I recently posted this re-cap from the #NetFinance conference in Miami on how Digital is Rocking the Financial Services world. Let me know what you think!
We just returned from wonderfully warm Miami and the Net.Finance conference – a gathering of 500 banking, financial services, credit union and technology vendors discussing the challenges of understanding and leveraging digital in one of the oldest industries known to mankind.
In listening to the dozens of presentations and having some great conversations with folks in the industry, I came away with the following major themes:
1) Established companies require visionary and bold leadership to make bets on integrating digital into their organization. Decades of relying solely on traditional marketing tactics, local business relationships and physical bank branches result in an entrenched “prove it to me before I try it” mentality. I spoke to people who expended a lot of effort just to get a website built and have presidents who believe mobile is “not quite there yet.” I also spoke to leaders who embrace digital as a way to understand the customer better.
It’s 2014. It’s time to get in front of the digital wave. Data leads to customer insights. Customer insights lead to ideas for communicating with customers. Relevant communication leads to loyalty. It’s not that hard to comprehend.

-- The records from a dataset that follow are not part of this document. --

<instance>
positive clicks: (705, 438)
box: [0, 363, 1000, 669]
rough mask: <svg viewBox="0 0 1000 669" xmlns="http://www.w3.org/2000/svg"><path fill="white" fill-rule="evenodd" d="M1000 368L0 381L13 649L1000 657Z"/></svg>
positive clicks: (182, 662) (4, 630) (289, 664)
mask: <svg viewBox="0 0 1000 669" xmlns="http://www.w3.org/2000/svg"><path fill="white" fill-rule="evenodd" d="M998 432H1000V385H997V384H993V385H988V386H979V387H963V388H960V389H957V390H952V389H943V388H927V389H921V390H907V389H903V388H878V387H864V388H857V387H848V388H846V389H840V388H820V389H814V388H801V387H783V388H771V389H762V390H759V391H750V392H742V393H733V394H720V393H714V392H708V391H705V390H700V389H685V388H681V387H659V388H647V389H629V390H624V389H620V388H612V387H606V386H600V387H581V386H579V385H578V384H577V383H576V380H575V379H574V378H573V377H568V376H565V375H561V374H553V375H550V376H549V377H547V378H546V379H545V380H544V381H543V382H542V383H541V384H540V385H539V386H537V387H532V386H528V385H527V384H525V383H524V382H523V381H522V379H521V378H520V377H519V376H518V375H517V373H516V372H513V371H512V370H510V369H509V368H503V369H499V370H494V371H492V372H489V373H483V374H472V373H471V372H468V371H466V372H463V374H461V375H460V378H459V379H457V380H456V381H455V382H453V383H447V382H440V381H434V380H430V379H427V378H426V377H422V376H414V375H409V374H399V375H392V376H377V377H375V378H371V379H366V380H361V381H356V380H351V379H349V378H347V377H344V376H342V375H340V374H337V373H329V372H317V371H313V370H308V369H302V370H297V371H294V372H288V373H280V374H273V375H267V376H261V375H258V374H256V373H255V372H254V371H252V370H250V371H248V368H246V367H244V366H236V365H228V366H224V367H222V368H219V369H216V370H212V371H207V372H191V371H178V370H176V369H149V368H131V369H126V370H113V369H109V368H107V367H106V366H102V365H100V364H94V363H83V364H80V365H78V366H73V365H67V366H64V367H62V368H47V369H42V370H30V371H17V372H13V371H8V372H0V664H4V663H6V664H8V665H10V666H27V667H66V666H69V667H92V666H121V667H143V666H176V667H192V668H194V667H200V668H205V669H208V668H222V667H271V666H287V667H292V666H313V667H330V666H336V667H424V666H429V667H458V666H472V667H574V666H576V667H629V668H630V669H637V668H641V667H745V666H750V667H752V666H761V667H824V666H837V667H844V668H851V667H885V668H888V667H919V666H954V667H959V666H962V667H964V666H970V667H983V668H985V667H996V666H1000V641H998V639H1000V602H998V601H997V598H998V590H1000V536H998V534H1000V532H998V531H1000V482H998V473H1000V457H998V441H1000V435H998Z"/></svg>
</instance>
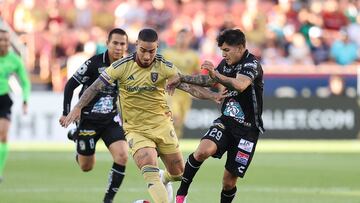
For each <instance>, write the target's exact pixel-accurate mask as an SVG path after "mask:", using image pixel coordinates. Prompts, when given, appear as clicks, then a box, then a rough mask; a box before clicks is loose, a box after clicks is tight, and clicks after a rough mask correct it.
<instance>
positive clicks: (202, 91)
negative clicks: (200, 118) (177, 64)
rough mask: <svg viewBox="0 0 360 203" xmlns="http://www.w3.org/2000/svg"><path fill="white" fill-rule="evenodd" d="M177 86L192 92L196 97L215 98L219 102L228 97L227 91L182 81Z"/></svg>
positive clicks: (208, 98)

2) Incrementalism vs revolution. Incrementalists try to integrate digital in a way that enhances the branch experience while piling on technology to improve the customer experience IF they have forward thinking leadership (see point one). Revolutionaries are banks like Simple and Moven with digital as the ONLY option. These types of new banks are clearly aiming at the mobile-centric Millenials and tech-forward Gen X and Y’s with a completely new way of providing financial services.
We need to find a way for incrementalists to be more revolutionary. I get that you can’t erase the past, get rid of all your current customers and start over – but to keep patching things here and there with a bit of digital won’t work forever.

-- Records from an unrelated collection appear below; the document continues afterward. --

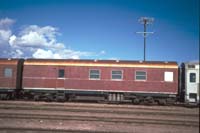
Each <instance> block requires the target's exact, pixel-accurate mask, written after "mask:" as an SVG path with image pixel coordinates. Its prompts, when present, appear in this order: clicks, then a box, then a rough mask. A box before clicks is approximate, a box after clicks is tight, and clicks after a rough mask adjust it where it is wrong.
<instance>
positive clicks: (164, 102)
mask: <svg viewBox="0 0 200 133" xmlns="http://www.w3.org/2000/svg"><path fill="white" fill-rule="evenodd" d="M158 104H159V105H166V104H167V102H166V100H165V99H159V100H158Z"/></svg>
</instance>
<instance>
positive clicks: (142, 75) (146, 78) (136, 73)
mask: <svg viewBox="0 0 200 133" xmlns="http://www.w3.org/2000/svg"><path fill="white" fill-rule="evenodd" d="M137 72H144V73H145V75H137ZM137 76H145V79H137ZM135 81H147V71H146V70H136V71H135Z"/></svg>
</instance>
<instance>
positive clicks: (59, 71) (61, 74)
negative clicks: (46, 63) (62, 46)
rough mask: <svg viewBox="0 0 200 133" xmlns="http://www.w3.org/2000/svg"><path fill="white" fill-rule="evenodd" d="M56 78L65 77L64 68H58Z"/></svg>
mask: <svg viewBox="0 0 200 133" xmlns="http://www.w3.org/2000/svg"><path fill="white" fill-rule="evenodd" d="M62 71H63V73H62V74H61V73H60V72H62ZM57 78H58V79H64V78H65V69H64V68H59V69H58V74H57Z"/></svg>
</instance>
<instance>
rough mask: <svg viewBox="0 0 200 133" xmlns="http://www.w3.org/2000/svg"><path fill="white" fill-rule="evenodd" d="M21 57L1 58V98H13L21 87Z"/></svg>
mask: <svg viewBox="0 0 200 133" xmlns="http://www.w3.org/2000/svg"><path fill="white" fill-rule="evenodd" d="M22 62H23V60H21V59H0V99H10V98H13V97H14V95H15V93H16V90H20V89H21V83H22V82H21V68H22V67H21V66H22Z"/></svg>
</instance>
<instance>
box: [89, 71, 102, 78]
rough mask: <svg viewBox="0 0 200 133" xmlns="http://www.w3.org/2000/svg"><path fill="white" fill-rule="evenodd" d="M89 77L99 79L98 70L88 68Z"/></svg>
mask: <svg viewBox="0 0 200 133" xmlns="http://www.w3.org/2000/svg"><path fill="white" fill-rule="evenodd" d="M90 79H100V71H99V70H90Z"/></svg>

3) Legal and compliance is a drag on innovation. Any organization needs to be concerned about legal exposure and industries like financial services and insurance have a higher burden than ever, after the financial crisis of 2008.
However, companies that are proactive about working with legal and compliancy teams in a cooperative environment are able to stay within the law and innovate. I spoke to one person who has an agreement with their legal/compliance team on social media communication that has clear outlines on what can/can’t be said in different situations (standard social governance best practice) but ALSO has a two-hour SLA on turnaround time for unforeseen issues. Internal partnerships can solve problems.
4) It’s a service, not a product business. The financial industry thinks in terms of products which drives siloes within an organization. The rise of social media and the shifting of power to the consumer have brought brand communication and interaction back to the forefront of the customer engagement.
Collaboration is absolutely essential. Consumers expect you to be consistent in your communications. Tear down those walls!
5) Everyone struggles with data. Whether you are trying to connect marketing engagements across devices, harness the unbelievable amount of data available or figure out what the right KPIs are to put in a dashboard to your CMO – data is hard. Big, small, smart – whatever. I heard a lot of different models on how to think about data and I met some vendors with ways to harness data, but unless you’re a pretty data/tech savvy person, it’s going to go over your head. I feel sorry for the smaller organizations that have a digital vision but not the funds or personnel to dig into the data issues.
Not to sell ourselves too hard here, but you can buy expertise. We work as partners with our clients. And our counsel and strategy more than pays for itself.
6) The importance of good design and UI can’t be overstated. Consumers expect their interactions with brands to look good, be intuitive and just work. It is just as important in the banking and financial services business as it is in the telecom or entertainment business.
Again, if you don’t have in-house expertise, get a marketing partner. Make sure that your partner understands both design and strategy, though. A beautiful mobile site that doesn’t sell or a pretty app that no one wants is a waste of your resources.
Presenting a unified customer experience across all touch points is hard work, but pays off handsomely with increased loyalty, greater share of wallet and more advocates promoting your brand. Building an environment of collaboration and innovation – starting with leadership – is critical in making this happen.
The financial services sector has similar challenges to everyone else with an industry history longer than 10 years. Digital is here, social is changing the nature of customer interaction and mobile is driving vast behavior change in the millennial and Gen X-Y demographics. The opportunities are huge and the companies that put customer centricity and innovation at the front of the conversation will be the ones who survive.